Saatnya Meninjau Kembali Konstitusi Kita

Sudah 26 tahun berlalu sejak Reformasi 1998 yang diselimuti dengan krisis hebat dalam bidang ekonomi, sosial dan politik, melahirkan perubahan besar dalam sistem ketatanegaraan Indonesia. Dalam kurun waktu 1999 hingga 2002, konstitusi Indonesia mengalami empat kali pengambilan keputusan perubahan. Hasil dari amendemen ini memberikan makna baru tentang bagaimana negara dikelola, memperjelas batasan kekuasaan pemerintah, memperkuat hak asasi manusia, dan memperkenalkan berbagai lembaga baru.

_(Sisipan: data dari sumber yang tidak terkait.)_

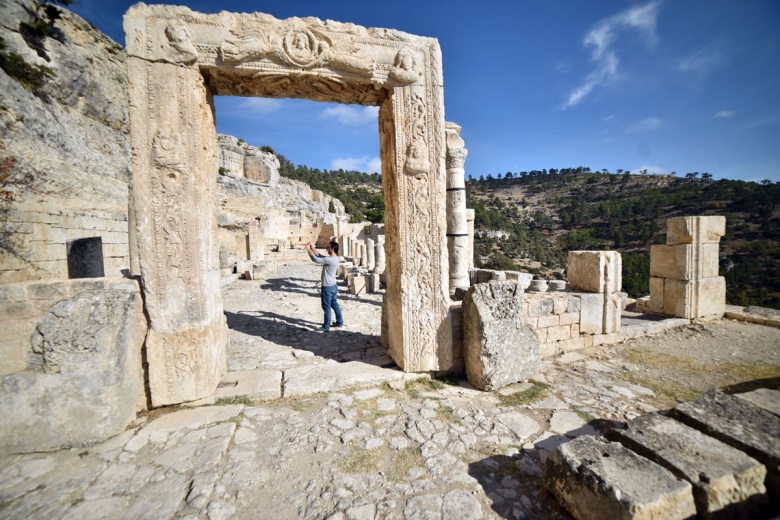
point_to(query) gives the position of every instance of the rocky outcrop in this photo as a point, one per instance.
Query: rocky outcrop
(64, 141)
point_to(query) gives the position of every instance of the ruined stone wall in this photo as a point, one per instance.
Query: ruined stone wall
(70, 362)
(64, 146)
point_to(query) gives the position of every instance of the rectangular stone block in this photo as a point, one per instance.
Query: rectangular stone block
(569, 318)
(684, 261)
(592, 313)
(538, 307)
(595, 271)
(740, 424)
(594, 479)
(695, 298)
(559, 333)
(689, 230)
(723, 478)
(498, 348)
(656, 303)
(548, 321)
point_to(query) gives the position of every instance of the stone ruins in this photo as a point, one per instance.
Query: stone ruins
(113, 261)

Namun, setelah 22 tahun berikutnya, pertanyaan yang terus muncul adalah: Apakah perubahan ini cukup untuk menjawab tantangan ketatanegaraan kita hari ini? Apakah Indonesia memerlukan amendemen lebih lanjut agar konstitusi kita tetap relevan dan responsif terhadap dinamika sosial, politik, dan ekonomi yang berubah begitu cepat?

Perubahan Konstitusi

Menurut K.C. Wheare dalam bukunya Modern Constitution, terdapat empat cara dalam perubahan konstitusi. Pertama adalah Formal Amendment, sebuah cara yang menekankan pada perubahan  yang melalui proses resmi dan prosedur yang tertulis dalam konstitusi. Metode ini melibatkan perubahan eksplisit pada teks konstitusi melalui jalur legislatif atau referendum sesuai dengan ketentuan yang diatur di dalam konstitusi itu sendiri.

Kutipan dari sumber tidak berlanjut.